CIOREVIEW >> Mobile >>

Reforming Security Policy: Prioritizing the Value of Safety in Mobile Devices

By CIOReview | Tuesday, July 26, 2016

In the era where information technology binds major business operations together, mobile devices such as smartphones and tablets act as handy tools to achieve specific business goals. However, apart from being a boon for enterprises, mobile devices also represent a significant risk in terms of information and data security. Ignoring the value of appropriate security procedures and applications invites the risk of unauthorized access to the company’s data and IT infrastructure, subsequently paving a path for data leakage. To incorporate a considerable level of sophistication and security, adopting a mobile device security policy is always considered as a wise initiative. A reliable security policy stages three vital components: a software application to manage the devices connected to the network, a written policy that outlines the responsibilities of both employers and users, and an agreement to be signed by the user acknowledging that they have read and understood the policy.
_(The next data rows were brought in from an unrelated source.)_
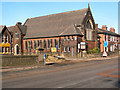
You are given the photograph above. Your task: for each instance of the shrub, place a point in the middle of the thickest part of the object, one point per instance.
(96, 50)
(90, 51)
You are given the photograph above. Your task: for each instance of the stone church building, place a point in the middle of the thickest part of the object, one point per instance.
(63, 30)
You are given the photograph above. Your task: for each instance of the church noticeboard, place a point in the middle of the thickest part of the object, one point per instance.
(82, 44)
(53, 49)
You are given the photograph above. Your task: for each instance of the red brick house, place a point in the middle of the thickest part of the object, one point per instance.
(111, 37)
(64, 30)
(12, 38)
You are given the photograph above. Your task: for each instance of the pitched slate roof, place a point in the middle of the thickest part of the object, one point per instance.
(1, 28)
(20, 27)
(55, 24)
(101, 31)
(11, 28)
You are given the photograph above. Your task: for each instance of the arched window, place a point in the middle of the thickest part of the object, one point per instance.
(16, 35)
(48, 44)
(26, 45)
(51, 42)
(44, 44)
(38, 43)
(31, 44)
(88, 31)
(59, 42)
(55, 42)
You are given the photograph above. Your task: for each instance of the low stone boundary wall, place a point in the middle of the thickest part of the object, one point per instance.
(8, 60)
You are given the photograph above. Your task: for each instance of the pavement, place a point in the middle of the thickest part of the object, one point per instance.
(4, 69)
(93, 74)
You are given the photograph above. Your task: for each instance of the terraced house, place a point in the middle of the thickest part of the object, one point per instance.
(63, 30)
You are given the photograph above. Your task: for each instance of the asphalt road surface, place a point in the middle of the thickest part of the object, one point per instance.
(98, 74)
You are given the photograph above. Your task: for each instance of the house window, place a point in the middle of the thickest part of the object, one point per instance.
(38, 43)
(59, 43)
(16, 35)
(64, 49)
(26, 45)
(44, 44)
(68, 38)
(71, 37)
(68, 49)
(34, 45)
(51, 43)
(48, 44)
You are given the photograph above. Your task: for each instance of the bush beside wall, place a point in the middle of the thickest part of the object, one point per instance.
(19, 60)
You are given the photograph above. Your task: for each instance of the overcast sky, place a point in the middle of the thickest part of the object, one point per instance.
(104, 13)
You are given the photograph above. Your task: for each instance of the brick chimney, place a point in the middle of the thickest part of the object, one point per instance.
(104, 27)
(18, 23)
(96, 25)
(112, 29)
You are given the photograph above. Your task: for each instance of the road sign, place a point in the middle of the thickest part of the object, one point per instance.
(82, 45)
(78, 45)
(53, 49)
(105, 43)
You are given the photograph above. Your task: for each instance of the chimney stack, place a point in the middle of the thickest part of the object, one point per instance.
(112, 29)
(104, 27)
(18, 23)
(96, 25)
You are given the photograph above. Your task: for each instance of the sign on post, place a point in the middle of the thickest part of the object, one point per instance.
(83, 46)
(105, 43)
(78, 45)
(53, 49)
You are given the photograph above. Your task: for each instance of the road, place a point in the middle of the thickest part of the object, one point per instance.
(96, 74)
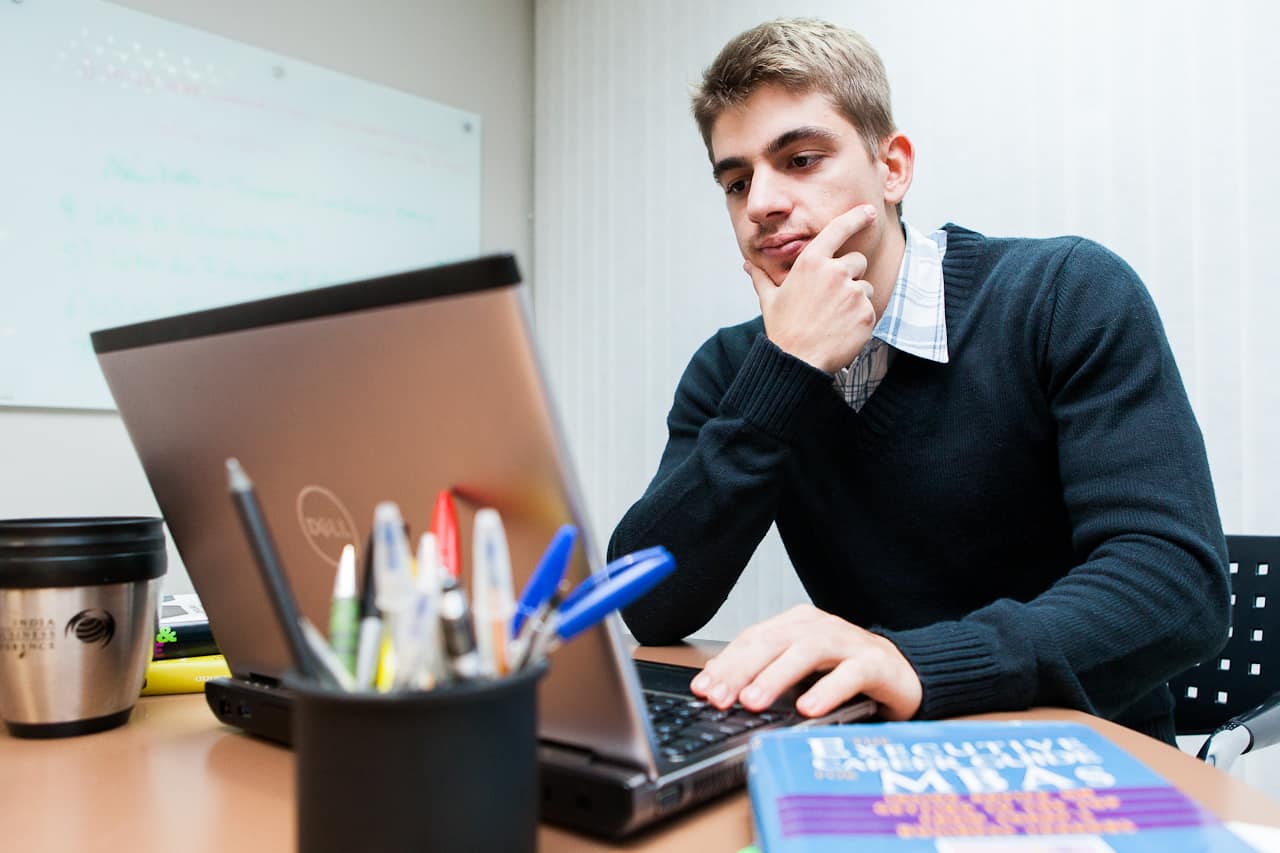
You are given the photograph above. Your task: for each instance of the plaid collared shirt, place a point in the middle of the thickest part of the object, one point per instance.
(914, 320)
The biggest pre-existing challenge is that users in an enterprise fail to recognize that mobile devices form a wide platform of threat for IT and data security. Underestimating the impact that may occur, they often do not effectuate the same security and data protection strategies as they would on desktop computers. The second challenge is that when users use their own devices, they often give utmost gravity to their own rights on the device rather than their employer’s need for effective data protection.

To overcome the aforementioned challenges, a robust and well-planned security policy gives a framework for securing the mobile devices, also linking other policies that reinforces the company’s control over IT and data security.

The urge for writing a security policy

Writing a mobile device policy forces companies to predict the scenarios before they grant the freedom for employees to use their own smartphones and tablets on the company’s network. To narrow down the complexity involved in planning a policy, an enterprise should consider the following questions: Which security tools offer the desired level of protection for the devices connected to the network? Which web browsers should be used by the employees? What level of support can we expect from IT? To make sure nothing is missed out, constant co-ordination with the company’s IT, HR, accounting and legal executives might turn out to be beneficial.

Network security

Strong authentication and encryption of sensitive data are always considered as the supporting pillars of an IT network infrastructure. While a security policy will mention, for instance, that a two-factor and/or mutual authentication is mandatory and a VPN should always be used while accessing the company’s network remotely. The policy may even restrict the choice of certain network carriers.

With the aim of guiding your organization to tackle various forms of data vulnerabilities, we present a step-by-step security procedure.  

1. Create Robust Security Policies.

Focusing on the basics first, creating a mobile device security policy is always a necessary step. Establish an appropriate control that swiftly aligns with your corporate policies and makes total sense for your organization. For instance, an organization in a highly balanced industry will make sure that all data stored on the employees' mobile devices as well as any removable device used with those devices are encrypted. Whereas, enterprises from other industries may consider the approach to be unnecessary.

2. Incorporate the Existing Security Policies into Mobile Devices.

While securing a mobile device with security policies, always carry the existing policies. For example, for accessing the company’s network if you need passwords with 12 characters including at least one symbol, uppercase and lowercase, then the same rule should be applied for any other mobile device. Also, decide whether the feature Bluetooth file-sharing will be enabled for mobile devices which are intended to be blocked from accessing the enterprise network.

3. Put the policies into action.

The next step involves effective execution of the policies with the help of mobile device management (MDM) tools. Without effective enforcement of policies, employees will consider your mobile security policy as optional set of rules, especially if your company sports a bring your own device (BYOD) work policy.

4. Maintain a list of all the Mobile Devices.

To incorporate security measures efficiently, it is crucial to keep a list of all mobile devices that are being used to connect to the enterprise network. You may be inclined to underestimate this step and consider it unnecessary, but knowing about the devices is as important as securing them. For instance, if your BYOD program only supports iPhones and Android devices, but some employees are using BlackBerry, then you must reconsider your policies, or else verify whether that devices are being blocked.

5. Set the criteria for proactively wiping the devices.

While fabricating the mobile device security policies, in addition to the password based security, define a protocol to wipe the data completely during imperil events. For example, devices can be assigned with the feature of deleting all its contents after 6 failed login attempts, or when an employee reports the device to be being lost or stolen. Security tools can be also used to wipe the data on any device that hasn't been connected to the company’s network in a specified period of time.

6. White-listing the apps.

Adopting the white-listing reduces the risk of unauthorized access; restricting and controlling the type of apps that employees can install on their devices. If a company allows installation of any app on iPhones or Android phones, it simply means inviting a potential threat into the company. So, from a security perspective, incorporating the feature of white-listing is always a wise option. Additionally, if the process of getting new apps approved requires the hassle of waiting for a long time, employees will be filled with disgust.

While the mobile security arena may have its own challenges and issues, its all a part of the security infrastructure you must streamline. By taking precautionary measures and dealing with data loss, your employees will be able to leverage enormous benefits from the mobile devices at workplace.